Glaeser and Gyourko determined that the durable nature of housing itself explains this phenomenon. People can flee, but houses can take a century or more to finally fall to pieces. "These places still exist," Glaeser says of Detroit and St. Louis, "because the housing is permanent. And if you want to understand why they're poor, it's actually also in part because the housing is permanent." For Glaeser, this is the story not only of these two places but also of Buffalo, Baltimore, Cleveland, Philadelphia and Pittsburgh — the powerhouse cities of America in 1950 that consistently and inexorably lost population over the next 50 years. It is not just that there were poor people and the jobs left and the poor people were stuck there. "Thousands of poor come to Detroit each year and live in places that are cheaper than any other place to live in part because they've got durable housing still around," Glaeser says. The net population of Detroit usually decreases each year, in other words, but the city still attracts plenty of people drawn by its extreme affordability. As Gyourko points out, in the year 2000 the median house price in Philadelphia was $59,700; in Detroit, it was $63,600. Those prices are well below the actual construction costs of the homes. "To build them new, it would cost at least $80,000," Gyourko says, "so there's no builder who would build those today. And as long as those houses remain, the people remain."
The resulting paper, "Urban Decline and Durable Housing," caused a stir among urban economists even before its publication last year. (It was initially circulated with a subtitle along the lines of "Why Does Anyone Still Live in Detroit?" until the authors, thinking it politically insensitive, removed it.) In addition to illuminating some of the forces shaping our poorest cities, the research proved to Glaeser that it is impossible to think about urban economies without thinking of urban buildings at the same time. "
Indeed, old affordable housing almost certainly kept New Orleans'population from declining more rapidly than it did.

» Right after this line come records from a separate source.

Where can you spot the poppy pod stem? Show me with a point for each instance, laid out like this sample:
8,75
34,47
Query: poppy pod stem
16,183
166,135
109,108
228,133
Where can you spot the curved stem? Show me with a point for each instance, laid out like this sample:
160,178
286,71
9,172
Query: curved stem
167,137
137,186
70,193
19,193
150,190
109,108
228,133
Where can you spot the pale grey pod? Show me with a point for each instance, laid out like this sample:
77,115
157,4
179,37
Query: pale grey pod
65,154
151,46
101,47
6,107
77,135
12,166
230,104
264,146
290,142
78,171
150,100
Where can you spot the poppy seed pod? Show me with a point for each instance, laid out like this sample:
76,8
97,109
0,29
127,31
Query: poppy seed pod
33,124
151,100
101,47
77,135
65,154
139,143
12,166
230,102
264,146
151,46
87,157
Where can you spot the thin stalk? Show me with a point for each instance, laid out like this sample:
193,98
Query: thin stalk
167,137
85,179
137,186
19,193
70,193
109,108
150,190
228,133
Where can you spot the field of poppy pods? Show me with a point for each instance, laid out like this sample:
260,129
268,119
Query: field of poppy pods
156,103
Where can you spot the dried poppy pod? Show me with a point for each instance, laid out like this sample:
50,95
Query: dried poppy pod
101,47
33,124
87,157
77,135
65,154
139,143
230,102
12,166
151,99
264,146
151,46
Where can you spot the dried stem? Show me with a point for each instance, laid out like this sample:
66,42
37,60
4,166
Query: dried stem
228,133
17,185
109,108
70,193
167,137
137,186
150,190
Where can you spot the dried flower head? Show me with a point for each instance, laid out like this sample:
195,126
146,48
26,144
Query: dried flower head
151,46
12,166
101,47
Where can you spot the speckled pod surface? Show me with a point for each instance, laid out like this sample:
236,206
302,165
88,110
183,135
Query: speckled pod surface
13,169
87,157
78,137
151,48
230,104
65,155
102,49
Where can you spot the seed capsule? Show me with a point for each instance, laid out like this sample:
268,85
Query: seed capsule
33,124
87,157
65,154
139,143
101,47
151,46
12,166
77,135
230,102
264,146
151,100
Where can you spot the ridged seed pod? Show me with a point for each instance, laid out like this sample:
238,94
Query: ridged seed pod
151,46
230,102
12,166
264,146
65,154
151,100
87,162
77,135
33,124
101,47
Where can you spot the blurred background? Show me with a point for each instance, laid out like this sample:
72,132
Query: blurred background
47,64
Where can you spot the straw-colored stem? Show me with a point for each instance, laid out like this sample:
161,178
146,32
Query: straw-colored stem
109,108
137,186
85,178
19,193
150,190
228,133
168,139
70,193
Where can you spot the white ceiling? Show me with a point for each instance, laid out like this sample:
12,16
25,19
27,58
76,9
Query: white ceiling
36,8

The Glaeser-Gyourko work actually is part of a long tradition of urban economics work on "filtering." Ed Olsen at the University of Virginia wrote a paper in the early 1970s called "A Competitive Theory of the Housing Market," that predicted that in general the poor would live in the center of cities, for the simple reason that they would live where the old housing was. The poor actually tend to pay more for land rent than higher income people do, because (1) they can't afford to pay for transportation, and thus need to live near jobs and services and (2) because the old housing is on the most valuable (centrally located) real estate (it doesn't look valuable because the housing stock is so poor).
This phenomenon also explains why New Orleans population will likely not return to anything like what it was a little over a year ago. The "affordable" housing cannot be replicated, and so a principal reason many people stayed in New Orleans is gone forever.